Editor’s Note: Welcome to our weekly Reader Forum section. In an attempt to broaden our interaction with our readers we have created this forum for those with something meaningful to say to the wireless industry. We want to keep this as open as possible, but we maintain some editorial control to keep it free of commercials or attacks. Please send along submissions for this section to our editors at: dmeyer@rcrwireless.com.
Facing increasing resistance to building more cell sites along with new services that demand much higher network capacity, mobile operators are looking for alternative ways to build out their infrastructure. This is changing the relationship between mobile operators and equipment vendors.
In the old days, when mobile infrastructure consisted of macro towers, there were three major vendors who sold macro base stations and mobile operators could simply turn up new service by adding additional radios at the cell site. Now, however, mobile operators are looking at rolling out 4G services that demand more sites than the existing macro tower infrastructure can supply. This has opened up the market to new infrastructure approaches and new technology options for mobile operators. Breaking the dependency between the core network and radio access network offers mobile operators greater flexibility in design and financial expenditures while enabling the ability to offer best-in-class solutions not tied to a single equipment vendor.
Why macro towers alone aren’t enough
When service frequencies were relatively low and signal propagation was good, macro towers were the simplest and most economical way to provide service in a given area. But 3G and 4G services require greater signal strength for higher capacity services.
As a result of the demand for higher capacity, it has become necessary to move the cellular signal closer to the user than is possible with macro towers alone. New infrastructure solutions are needed that allow mobile operators to bring signals much closer to the user and to boost capacity by serving fewer subscribers per cell site.

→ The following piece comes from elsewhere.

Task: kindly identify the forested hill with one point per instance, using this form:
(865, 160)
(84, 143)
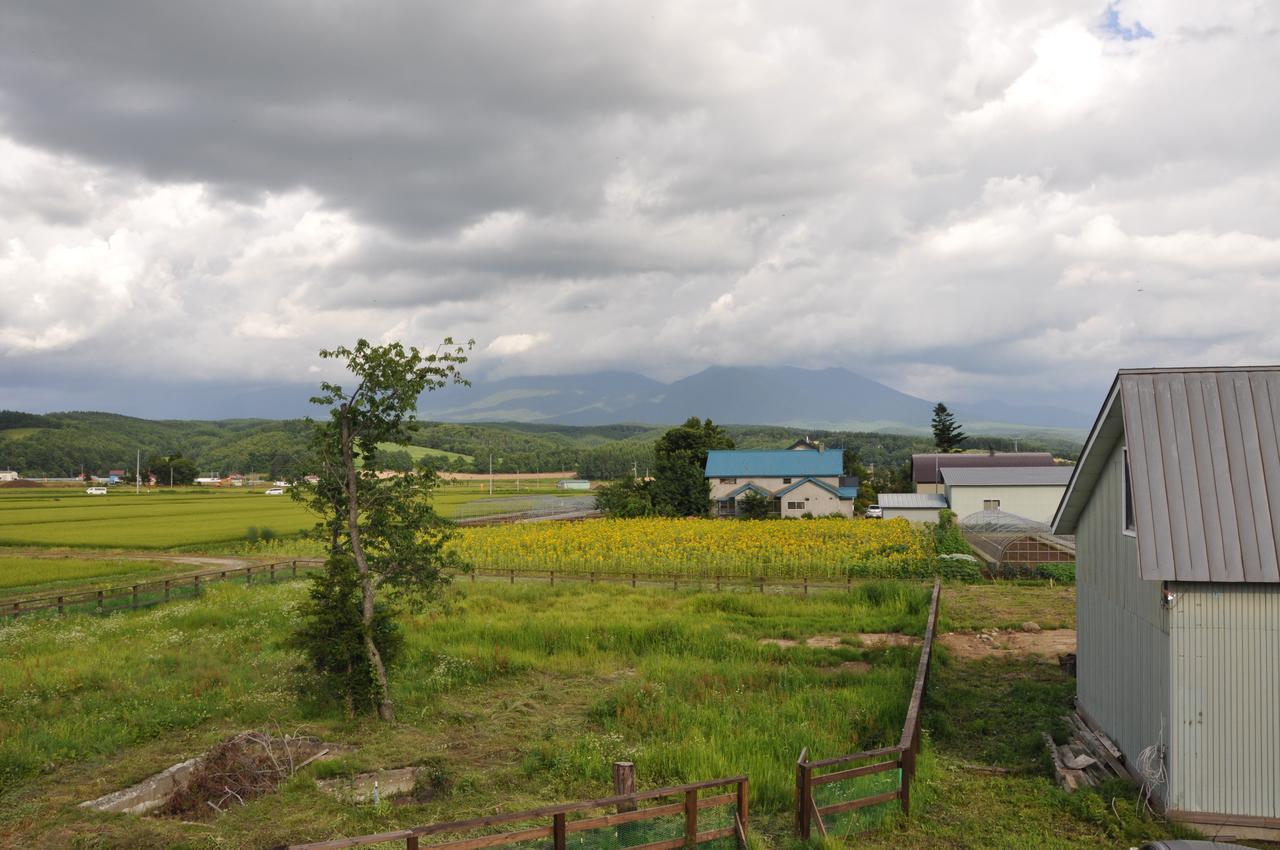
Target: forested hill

In addition to not providing adequate capacity, macro towers are falling from favor in some areas because of increasing community resistance to adding more of them. Mobile operators must look for less obtrusive ways to deliver services.
Small cell options
Today, the market abounds with RAN alternatives to macro towers such as picocells, metro cells, remote radio heads, and distributed antenna systems. All of these compete as solutions for 4G network build outs. This explosion in small cell solutions has changed the nature of mobile operator-vendor relationships.
Now, the vendor community has become much broader to incorporate DAS vendors, radio head vendors and metro cell vendors. As a result, mobile operators now have the freedom to choose from a range of systems to meet the needs of any specific deployment, and they have the ability to change their business models to reduce capex.
New business models
Cost sharing is one model that is expanding with the use of small cell solutions. What began as mobile operators leasing space on towers rather than tying up capex in owning their own towers has now become a true infrastructure sharing arrangement. Neutral host operators are in many cases building their own small cell infrastructure and then leasing space on it to one or more operators. The multi-frequency capabilities of DAS systems in particular make such neutral hosting operations feasible. Sharing arrangements vary and may include the fiber or cable infrastructure, the street or pole fixture to house the DAS, the small cell or radio head, the amplifiers themselves or the antennas.
In fact, by turning to a neutral host operator or system integrator for design and build expertise in small cell systems, mobile operators can save further by not having to maintain the in-house expertise needed to build these systems.
And it isn’t just neutral host operators who are enabling cost sharing. End-users or private entities such as building construction and management or university campuses are sharing their own resources with mobile operators to divide the cost of deploying a system. For example, the university may provide in-ground fiber or space for equipment inside or outside of their buildings while the mobile operator provides the radios themselves.
Simply put, the vendor landscape has changed for mobile operators because of the need for small cell solutions. There are more vendors to choose from offering either or a combination of equipment and professional services, competition is impacting prices, business models are changing, and mobile operators have new options for delivering 4G services.